64. Our car gets mud and grass from our soccer kids. My brother flew in to see us, opened the car door & said, “Do you carry sheep in this car?”
65. My son was seven & I was angry with him because he would not eat his corn on the cob. He sobbed & said, “But daddy, I have no front teeth!”
66. At our Catholic wedding we each lit a candle symbolizing eternal marriage. Church candle was blown out by priest & extinguished our candles!
67. Low caffeine moment driving to the auto shop to get the muffler fixed on my wife’s car. Three miles from home I noticed I was driving my car!
68. My dad asked my brother to plant the lettuce plants. He was furious when he found them in one hole with the elastic band still attached.
69. A dove was sleeping on the sidewalk in the morning sunlight. It flipped open one eye to see my Irish Setter dog’s smiling face 1 inch away.
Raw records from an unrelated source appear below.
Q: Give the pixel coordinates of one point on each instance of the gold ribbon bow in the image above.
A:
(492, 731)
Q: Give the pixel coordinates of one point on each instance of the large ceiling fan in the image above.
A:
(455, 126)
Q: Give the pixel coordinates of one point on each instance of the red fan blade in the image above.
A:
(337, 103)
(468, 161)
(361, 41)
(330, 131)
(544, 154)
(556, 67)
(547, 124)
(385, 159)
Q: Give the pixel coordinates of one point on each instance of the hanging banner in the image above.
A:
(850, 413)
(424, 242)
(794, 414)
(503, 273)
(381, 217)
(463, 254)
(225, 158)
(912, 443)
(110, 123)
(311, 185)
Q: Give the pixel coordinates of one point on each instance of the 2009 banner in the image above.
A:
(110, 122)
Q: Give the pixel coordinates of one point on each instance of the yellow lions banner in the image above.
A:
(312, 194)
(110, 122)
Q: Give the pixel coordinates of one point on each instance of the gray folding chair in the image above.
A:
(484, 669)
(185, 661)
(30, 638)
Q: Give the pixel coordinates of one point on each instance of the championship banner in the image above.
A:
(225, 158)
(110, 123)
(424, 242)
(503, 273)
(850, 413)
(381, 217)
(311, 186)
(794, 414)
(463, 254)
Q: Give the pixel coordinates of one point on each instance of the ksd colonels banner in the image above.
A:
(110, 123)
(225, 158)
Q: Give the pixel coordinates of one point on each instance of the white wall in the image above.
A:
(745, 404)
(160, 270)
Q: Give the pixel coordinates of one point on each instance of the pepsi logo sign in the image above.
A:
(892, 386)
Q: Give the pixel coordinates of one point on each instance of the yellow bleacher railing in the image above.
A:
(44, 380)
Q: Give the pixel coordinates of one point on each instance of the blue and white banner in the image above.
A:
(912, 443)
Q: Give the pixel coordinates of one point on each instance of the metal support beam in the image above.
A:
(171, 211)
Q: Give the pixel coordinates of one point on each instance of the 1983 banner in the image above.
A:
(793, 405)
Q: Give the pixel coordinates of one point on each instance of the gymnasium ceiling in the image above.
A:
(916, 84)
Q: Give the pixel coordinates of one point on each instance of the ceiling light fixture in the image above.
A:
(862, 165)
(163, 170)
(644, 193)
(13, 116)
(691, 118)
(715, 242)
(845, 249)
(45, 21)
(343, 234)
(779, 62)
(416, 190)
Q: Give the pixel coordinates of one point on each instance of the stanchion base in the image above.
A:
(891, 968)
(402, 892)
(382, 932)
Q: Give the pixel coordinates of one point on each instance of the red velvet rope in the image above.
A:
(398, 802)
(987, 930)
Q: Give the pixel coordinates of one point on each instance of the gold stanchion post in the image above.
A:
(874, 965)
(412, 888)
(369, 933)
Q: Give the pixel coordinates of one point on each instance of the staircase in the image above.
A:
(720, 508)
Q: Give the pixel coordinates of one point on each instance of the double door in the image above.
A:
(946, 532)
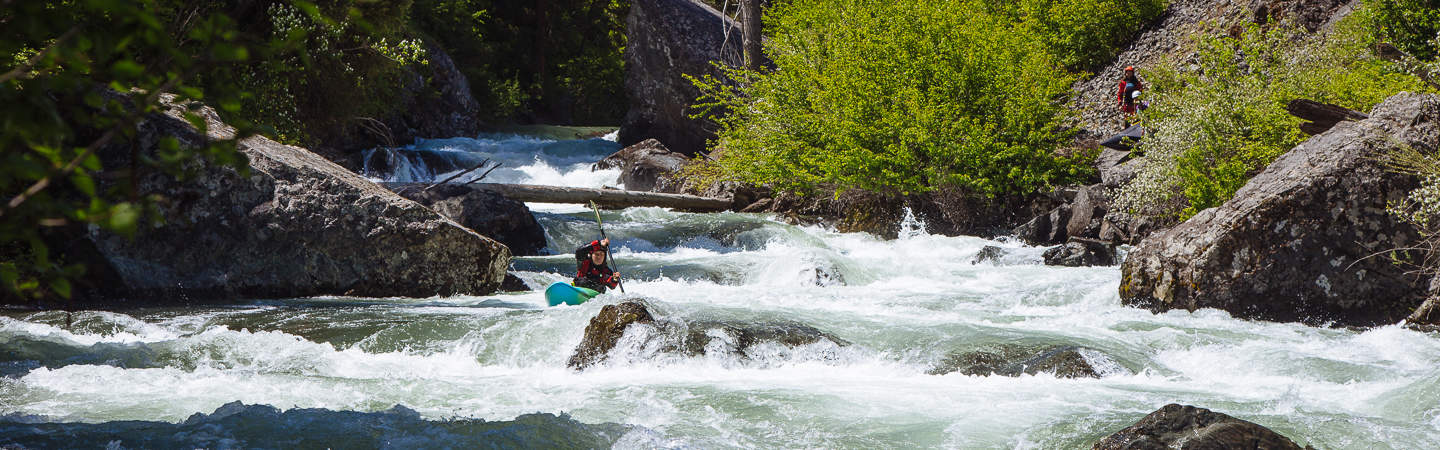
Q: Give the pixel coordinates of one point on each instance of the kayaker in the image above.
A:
(592, 271)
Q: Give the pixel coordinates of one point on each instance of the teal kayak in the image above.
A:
(569, 294)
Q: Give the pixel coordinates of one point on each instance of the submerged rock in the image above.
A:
(644, 165)
(297, 225)
(1047, 228)
(1190, 427)
(1306, 240)
(432, 101)
(486, 212)
(1014, 359)
(1080, 253)
(991, 254)
(706, 338)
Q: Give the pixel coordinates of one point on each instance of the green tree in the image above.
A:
(896, 95)
(79, 77)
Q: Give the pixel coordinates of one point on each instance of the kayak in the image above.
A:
(569, 294)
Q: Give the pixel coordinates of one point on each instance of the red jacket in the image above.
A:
(591, 274)
(1128, 104)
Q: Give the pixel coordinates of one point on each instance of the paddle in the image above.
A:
(608, 257)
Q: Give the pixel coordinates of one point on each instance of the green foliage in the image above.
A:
(1217, 126)
(81, 75)
(1082, 33)
(896, 95)
(1410, 25)
(534, 61)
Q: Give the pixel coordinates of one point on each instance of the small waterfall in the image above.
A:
(524, 159)
(912, 227)
(392, 166)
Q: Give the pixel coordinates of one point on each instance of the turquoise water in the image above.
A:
(491, 369)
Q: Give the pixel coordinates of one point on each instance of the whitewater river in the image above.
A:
(491, 371)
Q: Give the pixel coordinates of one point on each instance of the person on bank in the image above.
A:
(594, 273)
(1129, 87)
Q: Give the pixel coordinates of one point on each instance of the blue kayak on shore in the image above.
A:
(569, 294)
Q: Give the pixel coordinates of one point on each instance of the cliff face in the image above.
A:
(1306, 240)
(1167, 36)
(295, 225)
(670, 39)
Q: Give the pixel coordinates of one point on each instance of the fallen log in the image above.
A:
(606, 198)
(1321, 116)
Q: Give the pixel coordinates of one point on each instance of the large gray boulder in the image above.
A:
(644, 165)
(1306, 240)
(434, 100)
(295, 225)
(1014, 359)
(717, 338)
(483, 211)
(668, 39)
(1193, 429)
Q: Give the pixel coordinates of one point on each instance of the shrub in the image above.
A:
(894, 95)
(55, 114)
(1410, 25)
(1082, 32)
(1216, 126)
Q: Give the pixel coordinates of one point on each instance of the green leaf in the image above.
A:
(84, 183)
(9, 274)
(61, 286)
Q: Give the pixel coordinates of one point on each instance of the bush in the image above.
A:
(1410, 25)
(79, 77)
(1082, 33)
(555, 61)
(1214, 127)
(905, 95)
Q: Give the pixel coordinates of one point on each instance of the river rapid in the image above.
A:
(491, 371)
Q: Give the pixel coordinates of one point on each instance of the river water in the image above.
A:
(491, 371)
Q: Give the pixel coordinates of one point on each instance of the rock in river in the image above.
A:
(295, 225)
(1306, 240)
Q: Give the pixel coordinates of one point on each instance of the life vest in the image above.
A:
(591, 274)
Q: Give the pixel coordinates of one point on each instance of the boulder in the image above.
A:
(605, 332)
(1427, 313)
(1086, 212)
(991, 254)
(486, 212)
(668, 39)
(1014, 359)
(1116, 168)
(1080, 253)
(1122, 228)
(1046, 230)
(738, 339)
(693, 339)
(1193, 429)
(644, 165)
(1308, 240)
(295, 225)
(434, 101)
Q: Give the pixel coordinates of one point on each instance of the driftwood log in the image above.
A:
(606, 198)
70. A local kid was asked to attach a watering hose one dark evening. He grabbed the black hose & it wriggled. It was a large, black rat snake!
71. Had a full bladder driving back from a restaurant. Made the error of telling my teenagers. They shook 1/2 full water bottles to torment me!
72. Came out of the nurse’s office after having a flu shot. I mischievously scowled & limped. The woman waiting outside looked at me in a panic.
73. My Hungarian mother in law speaks broken English. Dinner went on the table and she stated, “If you don’t like it… you can leave!
74. I cut my scalp playing hockey. Doctor stitched me & said, “Come back on Sun. before 3 pm, because that’s when the mower mishaps arrive!”
75. The teacher was telling the class about burning coal. He asked, “what else do we burn?” My funny teen daughter shouted out, “We burn witches!”
76. My dog had cancer surgery. My mother in law said that $840 was a lot to spend on an old dog. My mother in law is 80…and needs hip surgery!